La falta de consenso teológico ayuda a explicar que el dogma de la Purísima a tardase tantos siglos en obtener el marchamo papal, pese a su gran popularidad dentro de la cristiandad; por ejemplo, la piadosa devoción mariana había orientado el talento pictórico del sevillano Bartolomé Esteban Murillo hacia esas múltiples figuraciones de la Inmaculada que han servido de abusivo material iconográfico a los fabricantes de cromos, estampitas y calendarios. Marcelino Menéndez y Pelayo afirma que esa creencia ha bía tenido un especial arraigo en España, "nación devotísima entre las más devotas de la Virgen" y escenario de "bravas batallas" en favor del dogma; la Historia de los heterodoxos españoles, al tiempo que propina un capón al turbulento e indisciplinado fray Braulio Morgáez por persistir en el error después de la bula papal, recuerda que el dogma de la Purísima había sido materia de juramento en nuestras universidades y órdenes militares.

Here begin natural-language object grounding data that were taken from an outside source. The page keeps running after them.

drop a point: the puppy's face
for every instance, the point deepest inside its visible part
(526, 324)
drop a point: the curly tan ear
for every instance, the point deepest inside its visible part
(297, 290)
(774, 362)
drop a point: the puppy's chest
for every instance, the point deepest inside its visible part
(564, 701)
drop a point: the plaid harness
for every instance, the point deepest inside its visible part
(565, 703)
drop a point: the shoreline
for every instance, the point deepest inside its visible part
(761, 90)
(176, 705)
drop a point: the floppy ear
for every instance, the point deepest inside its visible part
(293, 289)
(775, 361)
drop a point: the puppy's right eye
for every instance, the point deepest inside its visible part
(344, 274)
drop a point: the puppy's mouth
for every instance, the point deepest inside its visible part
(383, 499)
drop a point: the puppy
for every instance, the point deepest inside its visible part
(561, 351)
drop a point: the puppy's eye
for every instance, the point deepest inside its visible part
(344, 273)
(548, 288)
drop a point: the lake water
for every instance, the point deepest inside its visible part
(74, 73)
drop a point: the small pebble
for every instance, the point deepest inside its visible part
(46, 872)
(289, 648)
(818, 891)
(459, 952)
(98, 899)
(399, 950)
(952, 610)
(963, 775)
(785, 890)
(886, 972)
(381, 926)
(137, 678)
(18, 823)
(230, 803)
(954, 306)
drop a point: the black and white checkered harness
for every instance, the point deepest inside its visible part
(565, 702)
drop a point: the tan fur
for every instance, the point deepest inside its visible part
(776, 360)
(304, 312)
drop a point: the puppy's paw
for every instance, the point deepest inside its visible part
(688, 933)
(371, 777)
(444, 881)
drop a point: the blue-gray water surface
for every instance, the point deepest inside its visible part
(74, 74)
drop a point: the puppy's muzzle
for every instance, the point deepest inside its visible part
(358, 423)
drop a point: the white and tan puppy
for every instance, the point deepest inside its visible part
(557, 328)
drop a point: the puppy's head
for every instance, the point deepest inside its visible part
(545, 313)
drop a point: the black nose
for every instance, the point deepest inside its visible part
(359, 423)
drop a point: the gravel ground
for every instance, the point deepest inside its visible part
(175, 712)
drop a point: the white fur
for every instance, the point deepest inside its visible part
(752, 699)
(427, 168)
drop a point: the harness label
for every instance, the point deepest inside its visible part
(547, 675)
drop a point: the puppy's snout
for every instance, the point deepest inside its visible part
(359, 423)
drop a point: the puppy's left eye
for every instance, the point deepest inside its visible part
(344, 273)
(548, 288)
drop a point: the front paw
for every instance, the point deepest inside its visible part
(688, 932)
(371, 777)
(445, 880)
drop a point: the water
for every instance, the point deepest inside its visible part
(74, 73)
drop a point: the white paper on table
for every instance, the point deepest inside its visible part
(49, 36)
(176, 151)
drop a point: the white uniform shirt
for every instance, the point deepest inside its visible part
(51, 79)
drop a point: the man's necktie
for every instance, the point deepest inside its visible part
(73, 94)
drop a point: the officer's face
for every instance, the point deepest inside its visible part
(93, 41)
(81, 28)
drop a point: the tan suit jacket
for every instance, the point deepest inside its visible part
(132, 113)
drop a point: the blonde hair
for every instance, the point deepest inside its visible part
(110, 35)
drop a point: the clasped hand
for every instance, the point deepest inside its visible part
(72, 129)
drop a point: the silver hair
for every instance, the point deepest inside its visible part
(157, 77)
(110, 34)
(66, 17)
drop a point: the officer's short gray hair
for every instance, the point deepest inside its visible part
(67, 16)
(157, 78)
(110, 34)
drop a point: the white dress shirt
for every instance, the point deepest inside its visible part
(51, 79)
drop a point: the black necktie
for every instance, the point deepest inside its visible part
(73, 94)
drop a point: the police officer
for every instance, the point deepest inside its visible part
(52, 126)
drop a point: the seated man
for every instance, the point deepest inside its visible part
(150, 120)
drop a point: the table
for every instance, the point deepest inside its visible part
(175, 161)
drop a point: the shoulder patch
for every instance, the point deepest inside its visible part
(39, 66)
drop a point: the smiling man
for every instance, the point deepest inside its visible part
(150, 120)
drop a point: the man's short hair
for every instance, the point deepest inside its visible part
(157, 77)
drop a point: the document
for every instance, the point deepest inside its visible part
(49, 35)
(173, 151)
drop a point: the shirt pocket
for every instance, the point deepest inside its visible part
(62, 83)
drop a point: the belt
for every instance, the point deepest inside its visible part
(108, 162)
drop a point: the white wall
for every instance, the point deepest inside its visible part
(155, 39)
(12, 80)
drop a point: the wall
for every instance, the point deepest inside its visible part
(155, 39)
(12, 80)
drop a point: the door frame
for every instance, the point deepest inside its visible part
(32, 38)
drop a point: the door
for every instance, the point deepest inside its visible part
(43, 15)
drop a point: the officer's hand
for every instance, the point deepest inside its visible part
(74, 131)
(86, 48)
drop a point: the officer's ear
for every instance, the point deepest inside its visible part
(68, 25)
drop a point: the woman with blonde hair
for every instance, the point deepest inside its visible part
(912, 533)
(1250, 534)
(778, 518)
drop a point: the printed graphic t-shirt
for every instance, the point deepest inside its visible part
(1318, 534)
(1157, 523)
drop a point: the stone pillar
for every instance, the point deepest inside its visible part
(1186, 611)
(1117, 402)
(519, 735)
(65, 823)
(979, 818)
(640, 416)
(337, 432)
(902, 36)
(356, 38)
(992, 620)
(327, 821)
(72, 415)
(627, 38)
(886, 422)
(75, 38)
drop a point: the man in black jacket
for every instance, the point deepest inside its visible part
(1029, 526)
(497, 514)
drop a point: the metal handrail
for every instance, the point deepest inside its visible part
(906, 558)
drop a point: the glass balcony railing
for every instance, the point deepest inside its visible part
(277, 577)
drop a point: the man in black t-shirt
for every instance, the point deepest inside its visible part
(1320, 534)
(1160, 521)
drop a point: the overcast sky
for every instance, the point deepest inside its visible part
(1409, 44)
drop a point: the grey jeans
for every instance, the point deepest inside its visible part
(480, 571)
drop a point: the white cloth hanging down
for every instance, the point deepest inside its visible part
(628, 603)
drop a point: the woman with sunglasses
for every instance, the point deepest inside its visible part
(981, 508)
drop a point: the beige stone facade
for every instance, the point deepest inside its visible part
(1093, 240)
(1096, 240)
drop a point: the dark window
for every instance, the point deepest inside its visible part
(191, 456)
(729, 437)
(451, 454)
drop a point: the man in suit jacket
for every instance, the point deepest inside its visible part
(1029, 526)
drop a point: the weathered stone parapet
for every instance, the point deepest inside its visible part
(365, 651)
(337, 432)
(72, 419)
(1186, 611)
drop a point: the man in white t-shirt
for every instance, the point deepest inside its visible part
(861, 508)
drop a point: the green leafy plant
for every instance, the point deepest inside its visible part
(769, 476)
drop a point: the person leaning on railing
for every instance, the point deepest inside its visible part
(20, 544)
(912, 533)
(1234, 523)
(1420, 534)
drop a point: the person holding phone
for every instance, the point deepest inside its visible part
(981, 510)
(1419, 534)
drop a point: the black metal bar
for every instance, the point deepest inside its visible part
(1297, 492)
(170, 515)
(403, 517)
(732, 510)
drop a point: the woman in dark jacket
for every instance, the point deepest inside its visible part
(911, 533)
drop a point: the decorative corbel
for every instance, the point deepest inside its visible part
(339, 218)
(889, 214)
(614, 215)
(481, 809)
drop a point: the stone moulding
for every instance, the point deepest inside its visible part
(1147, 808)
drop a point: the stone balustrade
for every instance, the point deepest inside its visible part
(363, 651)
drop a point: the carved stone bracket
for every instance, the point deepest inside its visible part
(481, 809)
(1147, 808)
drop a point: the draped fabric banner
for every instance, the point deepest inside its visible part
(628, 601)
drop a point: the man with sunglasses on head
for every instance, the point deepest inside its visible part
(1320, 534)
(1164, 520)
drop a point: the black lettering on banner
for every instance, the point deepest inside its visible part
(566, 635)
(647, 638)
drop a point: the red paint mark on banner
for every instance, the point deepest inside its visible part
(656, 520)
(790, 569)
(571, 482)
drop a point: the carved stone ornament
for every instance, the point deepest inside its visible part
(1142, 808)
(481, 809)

En cualquier caso, ese dogma de fe, discutido durante casi diecinueve siglos, compromete sólo a los católicos. La Constitución de 1978, en cambio, es la clave de arco de nuestro sistema político, que alberga a creyentes y agnósticos, a cristianos, musulmanes y budistas, a protestantes y católicos. Quizá Adolfo Suárez cometió una imprudencia al convocar el referéndum constitucional para el 6 de diciembre de 1978, tan cerca de la fecha consagrada a conmemorar la bula promulgada por Pío IX en 1854: la rigidez de la jerarquía eclesiástica en la defensa de sus fueros es sobradamente conocida. También se hubiese podido elegir otra fecha para rendir homenaje a la norma que enterró al franquismo y legitimó democráticamente a la Monarquía: por ejemplo, el día en que las Cortes votaron su redacción definitiva o en que el Rey rubricó su texto ante el Congreso. En cualquier caso, los hábitos de la tolerancia (y, de paso, la salud de la economía.) quedarían reforzados si la jerarquía eclesiástica, tuviese la generosidad de hacer un gesto conciliatorio hacia la Constitución y hacia los españoles no creyentes o creyentes en otras religiones; una cortesía, por lo demás, que libraría a la Inmaculada Concepción de la pesada tarea de contribuir a los trabajos de albañilería para la erección de un largo y costoso puente.